More than 20 Alabama congregations remain in litigation, with trial judges now weighing who owns multimillion-dollar campuses in cases like Dothan’s, where a December 2025 hearing produced no final ruling.
The cases highlight tensions with Alabama’s 2014 constitutional amendment, approved by 72% of voters, prohibiting courts from applying “foreign law” that violates rights — a measure born from fears of Islamic Sharia despite no recorded instances. Critics called it symbolic anti-Muslim politics, as federal law already bars enforcing any religious code over secular statutes.
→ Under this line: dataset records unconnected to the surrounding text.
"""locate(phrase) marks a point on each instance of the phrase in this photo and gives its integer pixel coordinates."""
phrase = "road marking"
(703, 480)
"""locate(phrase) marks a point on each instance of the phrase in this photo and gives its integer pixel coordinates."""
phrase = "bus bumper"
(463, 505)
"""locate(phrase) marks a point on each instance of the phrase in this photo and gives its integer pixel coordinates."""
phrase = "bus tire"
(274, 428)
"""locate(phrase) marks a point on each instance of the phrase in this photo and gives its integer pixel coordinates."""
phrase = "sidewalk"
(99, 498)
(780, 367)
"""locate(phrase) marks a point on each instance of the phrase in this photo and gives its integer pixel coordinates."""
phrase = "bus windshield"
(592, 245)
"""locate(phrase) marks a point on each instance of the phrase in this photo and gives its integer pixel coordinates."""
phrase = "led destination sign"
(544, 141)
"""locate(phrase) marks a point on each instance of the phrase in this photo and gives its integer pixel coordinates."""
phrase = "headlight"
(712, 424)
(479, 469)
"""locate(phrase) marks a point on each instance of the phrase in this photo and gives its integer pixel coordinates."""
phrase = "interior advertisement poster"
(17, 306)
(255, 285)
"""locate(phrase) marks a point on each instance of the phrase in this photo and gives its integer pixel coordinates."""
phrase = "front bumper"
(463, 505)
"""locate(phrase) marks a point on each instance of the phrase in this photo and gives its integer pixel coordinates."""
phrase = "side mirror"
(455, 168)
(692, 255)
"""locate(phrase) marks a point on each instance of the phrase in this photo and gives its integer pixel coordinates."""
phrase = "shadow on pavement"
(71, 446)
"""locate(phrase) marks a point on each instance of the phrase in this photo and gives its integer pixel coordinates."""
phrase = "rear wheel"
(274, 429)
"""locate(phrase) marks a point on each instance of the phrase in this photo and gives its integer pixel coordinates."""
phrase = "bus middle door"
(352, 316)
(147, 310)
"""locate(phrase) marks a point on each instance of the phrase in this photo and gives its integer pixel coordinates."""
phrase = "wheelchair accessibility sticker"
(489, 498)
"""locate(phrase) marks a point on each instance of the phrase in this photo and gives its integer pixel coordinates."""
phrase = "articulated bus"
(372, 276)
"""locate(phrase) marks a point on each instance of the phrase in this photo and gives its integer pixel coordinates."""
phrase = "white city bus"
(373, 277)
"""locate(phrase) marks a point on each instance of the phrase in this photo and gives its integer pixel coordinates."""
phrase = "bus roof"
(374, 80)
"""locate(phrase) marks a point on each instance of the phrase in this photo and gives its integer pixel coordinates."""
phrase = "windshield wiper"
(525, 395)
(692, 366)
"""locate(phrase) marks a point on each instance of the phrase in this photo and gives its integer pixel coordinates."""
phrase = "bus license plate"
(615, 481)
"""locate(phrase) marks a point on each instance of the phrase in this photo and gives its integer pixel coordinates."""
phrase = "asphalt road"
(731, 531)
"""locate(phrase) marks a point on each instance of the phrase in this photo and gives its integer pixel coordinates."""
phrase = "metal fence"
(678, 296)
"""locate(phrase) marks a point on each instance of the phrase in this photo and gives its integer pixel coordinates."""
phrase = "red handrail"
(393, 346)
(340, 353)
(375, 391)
Yet Alabama courts now decline to enforce Methodist canon law in the same way, refusing to interpret disaffiliation rules while happily applying state property law. The parallel underscores how civil judges treat all religious law alike — Christian or otherwise — even if public rhetoric singles out Islam.
The schism reflects a fixation in many U.S. Christian circles on LGBTQ issues, where debates over gay clergy and weddings have eclipsed broader theological concerns. In Alabama, departing churches explicitly cited opposition to the UMC’s inclusivity, reshaping local faith communities around sexuality rather than poverty, war or worship.
Sociologists note this pattern elevates narrow questions of sex and gender above traditional Christian priorities, drawing intense energy from conservative pulpits even as cultural attitudes shift. For Alabama Methodists, the result is courtrooms packed with lawsuits over steeples, not sermons.